50. Todos los días por la mañana y tarde iba a pedir la bendi­ción a los Apóstoles, primero a San Pedro como cabeza y luego a San Juan y a los demás por sus antigüedades. Al principio se querían retirar todos de hacer esta ceremonia con María santísima, porque la miraban como a Reina y Madre de su Maestro Jesús, pero la pru­dentísima Señora los obligó, para que todos la bendijesen como Sacerdotes y ministros del Altísimo, declarándoles esta suprema dig­nidad y el oficio que por ella les tocaba, la suma reverencia y res­peto que se les debía. Y como esta competencia venía a ser sobre quién más se humillaba, era cierto que la Maestra de la humildad había de quedar victoriosa y los discípulos vencidos y enseñados con su ejemplo. Por otra parte las palabras de María santísima eran tan dulces, ardientes y eficaces en mover los corazones de todos aquellos primeros fieles, que con una fuerza divina y suavísima los

ilustraba y reducía a obrar todo lo más santo y perfecto de las vir­tudes. Y reconociendo ellos estos admirables efectos en sí mismos, los conferían unos con otros y admirados decían: Verdaderamente en esta pura criatura hallamos la misma enseñanza, doctrina y con­suelo que nos faltó con la ausencia de su Hijo y nuestro Maestro. Sus obras y palabras, sus consejos y comunicación llena de suavi­dad y mansedumbre, nos enseña y obliga, como lo sentíamos con nuestro Salvador cuando nos hablaba y vivía con nosotros. Ahora se encienden nuestros corazones con la doctrina y exhortaciones de esta admirable criatura, como nos sucedía con las palabras de Jesús nuestro Salvador. Sin duda que como Dios omnipotente ha deposi­tado en la Madre de su Unigénito la sabiduría y virtud divina. Pode­mos ya enjugar las lágrimas, pues para nuestra enseñanza y con­suelo nos dejó tal Madre y Maestra y nos concedió tener con nosotros esta viva arca del Testamento, donde depositó su ley, su vara de los prodigios, el maná dulcísimo para nuestra vida y consuelo.

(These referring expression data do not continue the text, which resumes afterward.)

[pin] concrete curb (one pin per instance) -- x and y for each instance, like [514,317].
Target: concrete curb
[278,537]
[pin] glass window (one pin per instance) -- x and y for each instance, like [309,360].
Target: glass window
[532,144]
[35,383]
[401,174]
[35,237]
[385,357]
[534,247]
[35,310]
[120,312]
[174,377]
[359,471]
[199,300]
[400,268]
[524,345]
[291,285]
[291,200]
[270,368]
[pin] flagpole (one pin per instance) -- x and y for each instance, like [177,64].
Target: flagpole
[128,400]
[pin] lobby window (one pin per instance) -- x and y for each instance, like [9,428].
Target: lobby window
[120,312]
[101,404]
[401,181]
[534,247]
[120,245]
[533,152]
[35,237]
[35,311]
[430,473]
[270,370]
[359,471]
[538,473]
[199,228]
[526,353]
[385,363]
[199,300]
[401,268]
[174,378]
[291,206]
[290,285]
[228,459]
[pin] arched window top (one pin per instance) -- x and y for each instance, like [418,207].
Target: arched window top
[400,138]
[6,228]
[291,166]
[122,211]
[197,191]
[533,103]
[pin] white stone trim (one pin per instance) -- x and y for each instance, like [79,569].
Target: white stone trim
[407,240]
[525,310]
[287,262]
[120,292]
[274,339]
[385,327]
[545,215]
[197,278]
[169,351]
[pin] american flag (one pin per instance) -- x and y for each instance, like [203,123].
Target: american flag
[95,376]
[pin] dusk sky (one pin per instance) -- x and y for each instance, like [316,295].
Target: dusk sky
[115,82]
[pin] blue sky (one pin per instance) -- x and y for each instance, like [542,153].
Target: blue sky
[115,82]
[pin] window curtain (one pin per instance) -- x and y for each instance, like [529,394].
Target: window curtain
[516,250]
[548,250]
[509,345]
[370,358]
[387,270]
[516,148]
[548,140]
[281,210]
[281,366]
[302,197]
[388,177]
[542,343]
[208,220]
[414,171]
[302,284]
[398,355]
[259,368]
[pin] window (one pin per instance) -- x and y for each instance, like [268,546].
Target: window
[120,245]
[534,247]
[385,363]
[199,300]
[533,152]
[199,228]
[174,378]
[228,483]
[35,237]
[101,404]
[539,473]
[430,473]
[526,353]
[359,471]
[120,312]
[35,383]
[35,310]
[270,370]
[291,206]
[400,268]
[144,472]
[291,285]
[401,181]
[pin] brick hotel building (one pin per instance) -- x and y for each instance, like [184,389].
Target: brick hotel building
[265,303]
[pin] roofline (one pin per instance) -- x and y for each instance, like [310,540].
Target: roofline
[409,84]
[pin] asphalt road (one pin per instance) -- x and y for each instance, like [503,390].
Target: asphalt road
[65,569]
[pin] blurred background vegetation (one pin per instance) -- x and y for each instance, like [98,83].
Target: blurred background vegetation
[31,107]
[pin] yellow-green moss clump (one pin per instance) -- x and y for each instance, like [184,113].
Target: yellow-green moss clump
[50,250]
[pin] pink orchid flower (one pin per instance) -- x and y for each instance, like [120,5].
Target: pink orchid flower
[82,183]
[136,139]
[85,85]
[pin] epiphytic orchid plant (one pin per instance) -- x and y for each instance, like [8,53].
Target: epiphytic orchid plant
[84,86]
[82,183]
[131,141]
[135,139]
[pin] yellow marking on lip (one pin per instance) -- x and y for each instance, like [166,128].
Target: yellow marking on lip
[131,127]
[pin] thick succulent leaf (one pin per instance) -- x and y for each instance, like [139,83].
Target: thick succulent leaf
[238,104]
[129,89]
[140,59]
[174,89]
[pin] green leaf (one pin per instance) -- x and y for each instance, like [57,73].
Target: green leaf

51. Si los Sagrados Apóstoles y los demás hijos primitivos de la Santa Iglesia nos hubieran dejado escrito lo que conocieron y al­canzaron de la gran Señora María santísima y de su eminente sabi­duría como testigos de vista, lo que la oyeron, hablaron y comuni­caron en tanto tiempo, con estos testimonios tuviéramos noticia más expresa de la santidad y obras heroicas de la Emperatriz de las altu­ras y cómo en la doctrina que enseñaba y en los efectos que obraba se conocía haberle comunicado su Hijo santísimo un linaje de vir­tud divina semejante a la suya; aunque en el Señor estaba como la fuente en su origen y en su beatísima Madre estaba como en el arcaduz o conducto por donde se comunicaba y comunica a todos los mortales. Pero los Apóstoles fueron tan felices y dichosos que bebieron las aguas del Salvador y de la doctrina de su purísima Madre en su misma fuente, recibiéndolas por el sentido, como con­venía para el ministerio y oficio que se les encargaba de fundar la Iglesia y plantar la fe del Evangelio por todo el orbe.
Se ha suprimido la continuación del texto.